Together, these changes are expected to save more than $3 billion in New York City’s health care spending by the middle of 2018.
New York State is also focusing on making needed changes to its employee health benefits. The New York State Health Insurance Plan covers 1.2 million enrollees and dependents; it is one of the largest group health insurance programs in the country. One priority will be to create incentives for health care providers to reward those that successfully improve the quality of care while reducing health care costs. This approach is aligned with the State’s goal to have 80% of all health care payments made under value-based arrangements by 2020.
Other states have also been active in this area. The California Public Employees’ Retirement System (known as CalPERS, the largest public pension fund in the United States), for example, saw that osteoarthritis was a big cost driver. And the costs were unrelated to the quality of care and outcomes; more expensive treatment didn’t translate to better care. So CalPERS adopted a value-based purchasing model for hip and knee replacement procedures: it limits its own contribution to roughly the median of what these procedures cost in the market. Patients who want to choose a more expensive option may do so, but have to pay the entire difference; this approach is known as “reference pricing.” The introduction of reference pricing for hip and knee replacements led to members paying an average of 30% less per surgery, and achieved $5.5 million in savings in the first two years. Importantly, the change also yielded improvements in health care quality, with participating facilities reporting fewer patient complications and fewer infections.
In Connecticut, a $3.8 billion budget deficit sparked the introduction of a value-based insurance design, focused on both achieving savings and improving health (a running theme!).
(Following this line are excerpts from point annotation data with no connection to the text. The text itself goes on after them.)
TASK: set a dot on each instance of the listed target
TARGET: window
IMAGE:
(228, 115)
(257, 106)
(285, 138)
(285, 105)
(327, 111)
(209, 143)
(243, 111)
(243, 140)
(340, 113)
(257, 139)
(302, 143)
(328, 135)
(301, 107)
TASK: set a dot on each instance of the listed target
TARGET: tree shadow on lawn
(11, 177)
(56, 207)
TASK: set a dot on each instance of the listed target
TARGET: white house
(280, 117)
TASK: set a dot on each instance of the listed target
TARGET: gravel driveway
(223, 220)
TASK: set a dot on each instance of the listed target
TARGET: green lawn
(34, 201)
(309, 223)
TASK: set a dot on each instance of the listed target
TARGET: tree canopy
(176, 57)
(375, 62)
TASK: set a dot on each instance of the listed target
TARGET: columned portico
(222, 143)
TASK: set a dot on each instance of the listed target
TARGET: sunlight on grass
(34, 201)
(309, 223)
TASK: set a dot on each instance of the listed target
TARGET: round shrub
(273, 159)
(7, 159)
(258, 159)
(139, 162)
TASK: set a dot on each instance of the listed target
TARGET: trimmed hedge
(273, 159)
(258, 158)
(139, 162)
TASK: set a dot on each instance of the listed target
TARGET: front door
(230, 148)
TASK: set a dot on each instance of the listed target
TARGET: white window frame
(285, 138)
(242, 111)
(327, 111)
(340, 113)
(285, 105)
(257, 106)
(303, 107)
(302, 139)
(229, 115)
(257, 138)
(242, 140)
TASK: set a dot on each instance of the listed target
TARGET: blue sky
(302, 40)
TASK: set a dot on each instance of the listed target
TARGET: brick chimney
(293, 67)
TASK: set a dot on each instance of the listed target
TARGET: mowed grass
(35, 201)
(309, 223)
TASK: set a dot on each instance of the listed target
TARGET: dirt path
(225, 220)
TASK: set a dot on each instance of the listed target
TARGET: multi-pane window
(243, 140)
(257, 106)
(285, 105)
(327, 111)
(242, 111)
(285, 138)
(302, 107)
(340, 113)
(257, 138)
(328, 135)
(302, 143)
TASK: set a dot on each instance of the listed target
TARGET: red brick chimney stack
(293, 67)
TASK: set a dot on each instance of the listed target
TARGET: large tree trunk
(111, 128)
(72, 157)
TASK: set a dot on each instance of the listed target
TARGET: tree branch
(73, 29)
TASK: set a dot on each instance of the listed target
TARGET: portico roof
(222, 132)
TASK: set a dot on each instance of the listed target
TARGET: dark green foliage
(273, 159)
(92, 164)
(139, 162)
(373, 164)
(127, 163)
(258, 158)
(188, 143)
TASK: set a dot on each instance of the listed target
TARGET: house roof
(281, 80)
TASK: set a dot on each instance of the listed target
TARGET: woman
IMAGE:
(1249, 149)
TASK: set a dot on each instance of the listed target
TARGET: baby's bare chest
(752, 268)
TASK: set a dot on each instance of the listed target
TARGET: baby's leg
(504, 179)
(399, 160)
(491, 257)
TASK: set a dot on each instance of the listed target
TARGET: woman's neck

Its Health Enhancement Program focused on five chronic diseases that were prevalent among State employees and their dependents and identified as key cost drivers: asthma, diabetes, hypertension, high cholesterol, and chronic obstructive pulmonary disease (COPD). The State introduced lower co-pays for the medications required to manage these conditions and eliminated co-pays for related office visits; it also introduced disease education programs to help patients better understand and manage their conditions. The initiative successfully increased the use of preventive services and medication adherence and stemmed the growth in medical and pharmacy costs.
These are just a few examples. And, to be clear, government is not always at the forefront of these types of innovative ideas; sometimes they are what I would call “sleeping giants” that could do much more to develop and implement creative solutions. Private employers all across the country are experimenting with ways to improve their employees’ health and achieve more value for their health care dollars. Companies big and small are implementing proven wellness initiatives like the National Diabetes Prevention Program and testing and evaluating new models of value-based purchasing, disease management, and workplace wellness. The approaches that seem to get the most attention are those in the private sector—mostly large companies like Johnson & Johnson or Pitney Bowes. But as employers design their health plan options and wellness programs, it will also be worthwhile to look to the government employers that are leaders in this area and learn from their example.